Postnatal Development of Synaptic Plasticity at Hippocampal CA1 Synapses: Correlation of Learning Performance with Pathway-Specific Plasticity

Round 1

Reviewer 1 Report

Comments and Suggestions for Authors

Authors examined developmental changes (betwen 16th and 23rd postnatal day) in training induced synaptic plasticity. It is continuation of their work on the developmental timing of synaptic plasticity. Contextual learning training induced a significant increase in the AMPA/NMDA ratio at CA3-CA1 synapses during postnatal days 16-23 and EC-CA1 synapses at postnatal days 16-21. They pinpoint postnatal day 23 as the mEPSCs and mIPSCs currents increase between P21 and P23. It is a very interesting contribution to the filed of developmental neurobiology.

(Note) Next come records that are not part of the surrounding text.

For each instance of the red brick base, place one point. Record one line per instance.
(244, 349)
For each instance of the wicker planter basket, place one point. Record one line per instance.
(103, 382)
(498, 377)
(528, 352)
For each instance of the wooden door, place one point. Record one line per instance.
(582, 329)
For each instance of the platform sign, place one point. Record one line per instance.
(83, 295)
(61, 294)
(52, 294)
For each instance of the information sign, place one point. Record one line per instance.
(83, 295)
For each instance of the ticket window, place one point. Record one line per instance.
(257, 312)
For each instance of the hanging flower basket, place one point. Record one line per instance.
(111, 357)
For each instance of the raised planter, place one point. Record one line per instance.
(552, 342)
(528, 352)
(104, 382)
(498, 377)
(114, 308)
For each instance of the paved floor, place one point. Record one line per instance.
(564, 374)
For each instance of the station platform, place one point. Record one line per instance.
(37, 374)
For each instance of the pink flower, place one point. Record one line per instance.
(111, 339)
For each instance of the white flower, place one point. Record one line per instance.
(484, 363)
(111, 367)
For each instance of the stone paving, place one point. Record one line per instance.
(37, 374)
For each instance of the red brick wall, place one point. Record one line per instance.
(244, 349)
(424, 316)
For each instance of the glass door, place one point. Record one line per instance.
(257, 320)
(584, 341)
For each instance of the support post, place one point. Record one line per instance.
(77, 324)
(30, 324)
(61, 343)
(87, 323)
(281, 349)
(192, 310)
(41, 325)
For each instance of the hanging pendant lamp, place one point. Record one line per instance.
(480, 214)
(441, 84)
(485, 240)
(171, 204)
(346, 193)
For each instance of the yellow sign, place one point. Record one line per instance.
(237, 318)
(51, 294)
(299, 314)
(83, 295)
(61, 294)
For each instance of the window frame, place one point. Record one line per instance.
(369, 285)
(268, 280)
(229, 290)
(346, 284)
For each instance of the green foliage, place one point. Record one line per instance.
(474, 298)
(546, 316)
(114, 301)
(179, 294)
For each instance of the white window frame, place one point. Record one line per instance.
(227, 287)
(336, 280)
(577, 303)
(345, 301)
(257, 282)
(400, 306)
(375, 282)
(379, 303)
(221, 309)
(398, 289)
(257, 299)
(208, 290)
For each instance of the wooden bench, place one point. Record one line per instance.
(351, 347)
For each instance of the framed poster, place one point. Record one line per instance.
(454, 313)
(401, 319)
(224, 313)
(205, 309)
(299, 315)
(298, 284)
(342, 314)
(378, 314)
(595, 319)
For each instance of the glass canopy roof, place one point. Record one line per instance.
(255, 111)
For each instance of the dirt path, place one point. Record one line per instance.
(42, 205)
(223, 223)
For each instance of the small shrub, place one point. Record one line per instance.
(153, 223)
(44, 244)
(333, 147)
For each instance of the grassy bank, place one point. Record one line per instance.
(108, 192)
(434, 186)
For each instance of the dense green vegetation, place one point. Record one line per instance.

The manuscript is clearly written and very well illustrated. The authors should introduce abbreviations in the abstract (PN, AMPA, NMDA), TTX should be expanded as it is used only once. The graphs on 3C and 3D lack the x-axis.

Author Response

We greatly appreciate the time and effort the reviewer has spent on our manuscript and the valuable comments provided. We are pleased to hear that our work is considered an interesting contribution to the field of developmental neurobiology. Following the reviewer's suggestions, we have made several revisions to our manuscript to address the concerns raised. Below, we respond to each point individually:

1. Introduction of Abbreviations:As suggested, we have introduced and defined the abbreviations for postnatal day (PN), α-amino-3-hydroxy-5-methyl-4-isoxazolepropionic acid (AMPA), and N-methyl-D-aspartate (NMDA) in the abstract. We believe this will make our study more accessible to readers who are not familiar with these terms.
2. Expansion of TTX: Tetrodotoxin (TTX) has now been expanded at its first use in the manuscript as recommended.
3. Graphs on 3C and 3D: The x-axis adds untrained and trained.

Thank you again for considering our manuscript.

Reviewer 2 Report

Comments and Suggestions for Authors

This is an interesting/important/solid manuscript. In light of the recent attention to sexual dimorphism in neuroscience, the work would have been even stronger with female subjects. Perhaps the authors could comment on the usage of males in their rebuttal letter or in the method section (optional).

Minor: totally optional.

The responses of Schaffer and temporoammonic pathways appear strikingly similar. How does the AMPA/NMDA ratio of Schaffer vs. TA look like? Is it possible that the both fibers are stimulated? If possible, state the (typical) stimulus intensity.

In the abstract, the authors mention “temporal dynamics in (the) information entropy”. I did not understand what the authors meant by this phrase. Nor did I find an evaluation of PSC temporal dynamics. Perhaps the authors could clarify this in the discussion section. Could it be that the authors were referring to developmental dynamics?

Author Response

We are grateful for your constructive feedback on our manuscript and the opportunity to clarify and improve upon our work. Below, we address each comment in turn:

1. Inclusion of Female Subjects: We recognize the importance of sexual dimorphism in neuroscience research and appreciate the reviewer's suggestion to include female subjects. The decision to use male subjects in the current study was based on our lab prior findings in males. However, we agree that including female subjects could provide valuable insights into the developmental timing of synaptic plasticity across sexes. Indeed, in our preliminary experiments, female rats showed shorter infantile amnesia than male rats, suggesting sex differences in the critical period for learning.We plan to explore potential sex differences in synaptic plasticity in our future studies.
2. Similarity between Schaffer and Temporoammonic Pathways: The reviewer’s observation about the similarities between the responses of Schaffer collateral and temporoammonic (TA) pathways is insightful: there were no significant differences in the recorded waveforms in the previous report using 4-week-old animals(Paw-Min et al., Neuroscience 2000), in the current results using 2-3-week-old animals (Figure 4), and there was no difference in the absolute value of the AMPA/NMDA ratio. Since CA3-CA1 synapses are neuroanatomically much more abundant than ECIII-CA1 synapses, we agree that the lack of difference is more surprising. Unfortunately, we did not record differences in stimulus intensity, but there did not seem to be a significant difference.
3. Clarification on Temporal Dynamics in Information Entropy: We apologize for any confusion caused by our use of the term “temporal dynamics in information entropy” in the abstract. This phrase was intended to describe the changes in synaptic efficacy and variability over developmental time. Upon review, we agree that this phrase may not have been clear to readers unfamiliar with our specific research context. We have edited this phrase.
   
   This revision should make the text more accessible and clarify our findings.We hope these responses and revisions address your concerns. We are thankful for the opportunity to improve our manuscript and believe these changes have enriched our study’s contributions to the field.